На самом деле это было лицо Владиса Грутаса, только Ганнибал не знал его имени. Это лицо он часто видел на диске луны и на полночном потолке своей спальни.
* * *
Целый год серого света, льющегося в окна школьного класса. Что ж, по крайней мере этого света хватало, чтобы рисовать, а классы менялись, поскольку школьные руководители переводили Ганнибала из класса в класс – сначала в один класс более высокого уровня, потом в другой, и снова, и снова.
И вот наконец школьные каникулы.
В первую осень после смерти графа и отъезда Чио леди Мурасаки стала особенно остро ощущать свои утраты. Когда муж был жив, она устраивала ужины на лужайке перед замком; за столом с ней вместе были граф Лектер, Ганнибал и Чио, они наблюдали восход осенней полной луны и слушали осеннее пение ночных сверчков.

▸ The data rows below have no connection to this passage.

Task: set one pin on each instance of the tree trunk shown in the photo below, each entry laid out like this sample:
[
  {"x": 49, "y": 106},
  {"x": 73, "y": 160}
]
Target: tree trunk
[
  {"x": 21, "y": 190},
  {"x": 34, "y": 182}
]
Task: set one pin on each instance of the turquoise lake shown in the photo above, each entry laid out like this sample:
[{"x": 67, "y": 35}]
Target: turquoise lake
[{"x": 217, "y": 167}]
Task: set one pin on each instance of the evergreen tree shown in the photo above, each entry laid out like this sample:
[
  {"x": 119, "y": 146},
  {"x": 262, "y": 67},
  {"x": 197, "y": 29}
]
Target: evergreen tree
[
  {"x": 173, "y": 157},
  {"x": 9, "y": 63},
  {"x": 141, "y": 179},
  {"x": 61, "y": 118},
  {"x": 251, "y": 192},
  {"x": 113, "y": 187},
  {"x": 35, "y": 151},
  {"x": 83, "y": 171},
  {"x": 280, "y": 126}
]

Теперь на террасе своей парижской квартиры она читала Ганнибалу письмо от Чио о том, как идут приготовления к свадьбе, и оба они наблюдали, как луна близится к своему полнолунию, но слышать пения сверчков они здесь не могли.
Рано утром Ганнибал сложил свою раскладушку, установленную в гостиной, и на велосипеде пересек мост через Сену, направляясь в Ботанический сад, где снова сделал запрос в зверинце – тот, что делал уже множество раз. Сегодня есть новости: записка с адресом, написанным от руки.
Через десять минут, чуть дальше к югу, на площади Монж, угол улицы Орлеан, он нашел указанный в записке магазинчик: "Poissons Tropicaux, Petites Oiseaux, & Animaux Exotiques"29.
Ганнибал вынул из седельной сумки небольшую папку и вошел в магазин.
Витрина была уставлена рядами сосудов и клеток, откуда доносились щебетание, посвистывание и стрекот, жужжание колес для хомячков. Пахло зерном, теплыми птичьими перьями и рыбьим кормом.
Из клетки у кассы Ганнибала по‑японски приветствовал большой попугай. Пожилой японец с приятным лицом вышел из глубины магазина, где он явно что‑то готовил.
– Гомекудасаи30, месье? – произнес Ганнибал.
– Ирассаимасе31, месье, – ответил японец.
– Ирассаимасе, месье, – повторил попугай.
– Продается ли у вас сверчок судзумуши, месье? – спросил Ганнибал.
– Non, je suis desole, Monsieur32, – ответил хозяин магазина.
– Non, je suis desole, Monsieur, – повторил попугай.
Хозяин сердито нахмурился, глядя на попугая, и перешел на английский, чтобы поставить в тупик назойливую птицу.
– У меня есть целая коллекция замечательных боевых сверчков. Это яростные борцы, они всегда побеждают и славятся всюду, где происходят бои сверчков.
– Это должен быть подарок для благородной дамы из Японии, которая в это время года тоскует по пению сверчка судзумуши, – объяснил Ганнибал. – Обычный сверчок никак не подойдет.